This benchmark is not meant for iterative testing sessions or parameter tweaking. Each algorithm should only be submitted once its development is finished (or in a state that you want to reference in a publication). We have limited the total number of submissions to three. You cannot edit/update your submission after it has been accepted. Do not waste submissions to tweak your parameters or training data.
To be listed on the public leaderboard, please follow these steps:
Get the data. Create an account to get access to the download links.
The download packages contain additional technical submission details.
Compute your results.
Identical parameter settings must be used for all frames.
Upload and submit.
Login, upload your results,
add a brief description of your method, and submit for evaluation. To support double-blind review processes,
author details may first be anonymous and may later be updated upon request.
Check your results.
Your submission will be evaluated automatically.
You will get notified via email as soon as we approve the evaluation results.
Frequently Asked Questions
wd141-wd155 are weird/broken!
Yes indeed! These are negative test cases, cases where we expect the algorithm to fail. These out-of-scope cases are only evaluated in the category negative within the benchmark. They have no influence on the other scores.
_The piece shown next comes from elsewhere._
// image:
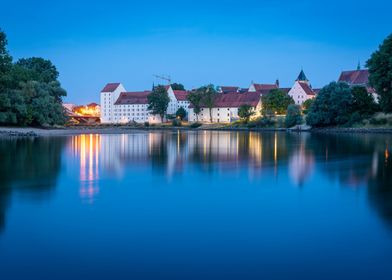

How do you evaluate negative test cases?
Any pixels with void labels are considered correct as well as an additional best case GT. For example, the upside-down image allows either void labels or an upside-down version of the regular GT as correct. Likewise, the correct result for the black-and-white image can either be void or the respective labels from a colored image showing the same scene. This is done for each pixel so mixtures of void and valid labels will be evaluated fairly. In future versions of the benchmark (after the CVPR ROB 2018 challenge) we will only count 'unlabeled' (id 0) as a correct label (in addition to the best case GT).
For instance segmentation, the mixing of different silhouettes would skew results. Thus, here we only exchange empty *.txt to the respective best case GT.
The classic cityscapes trainIds 0-18 do not contain any void labels. How do I fix this?
We do not encourage any solution that has no negative class/void classes. One quick /dirty hack to introduce void pixels could be a post-processing step where you map all pixels with an argmax probability < threshold to id 0.
Whatever steps and mechanisms you choose: you have to handle all frames of the dataset in the same way. If you apply some post-processing to negative test frames only, then this is considered cheating! In the end, you have to find a balance between producing good quality output while failing gracefully in the event of out-of-scope situations.
The negative test cases are unfair!
WildDash tries to focus on algorithm robustness rather than benchmarking the best-case performance. We apply the same metric to all submissions. In the CVPR challenge, negative test cases only affect a single ranking out of more than 30 that will be used to calculate an aggregated rank. It will on average have less than 5% impact on your algorithm's total rank.
wd150 shows an indoor scene and ROB 2018's ScanNet has labels for indoors. Should I do something special here?
No, WildDash evaluates labels compatible with the cityscapes label policy. For our dataset, the indoor scene is out-of-scope (see above about how negative tests are evaluated). The ROB 2018 dev kit will automatically map the different label ids for each dataset and transform all ScanNet labels as 'unlabeled' (id 0) before submission to WildDash. Please see the ROB website for ROB specific questions.
How do you calculate your metrics? Which label ids are relevant?
Version one of WildDash (wd_val_01, wd_bench_01, wd_both_01) is evaluated with the cityscapes evaluation scripts.
The same label policy, metrics, and weighting are used. See the official cityscapes website for details.
Thus, only 19 labels having the cityscapes trainIds (ignoreInEval == False) are evaluated.
In addition, see above about the handling of void labels for negative test cases.
All other evaluation except negative ignore regions with void labels in the GT but otherwise consider void in algorithm results as bad pixels.
In the future (after the finish of ROB 2018), for v2 we will be evaluating all labels also present in the training data.
I want to download/submit, but get the error message "Due to data protection legislation, we need to manually approve each account before granting access to download the data."
The error message does say it all: We have to manually approve each of our users individually before they can access the privacy-relevant data from our dataset. This process is done periodically but may take up to a week. Please use your academic email address to speed-up the process and register well ahead of paper/challenge deadlines. Sorry for the delays but this is a necessity to fulfill our data protection obligations.
The WildDash Benchmark is part of the semantic and instance segmentation challenges of the
Robust Vision Challenge 2018.
If you want to participate, follow the instructions above and add _ROB as a postfix to your method name.
Please note that you must use the same model / parameter setup to compute your results for all benchmarks of the respective challenge.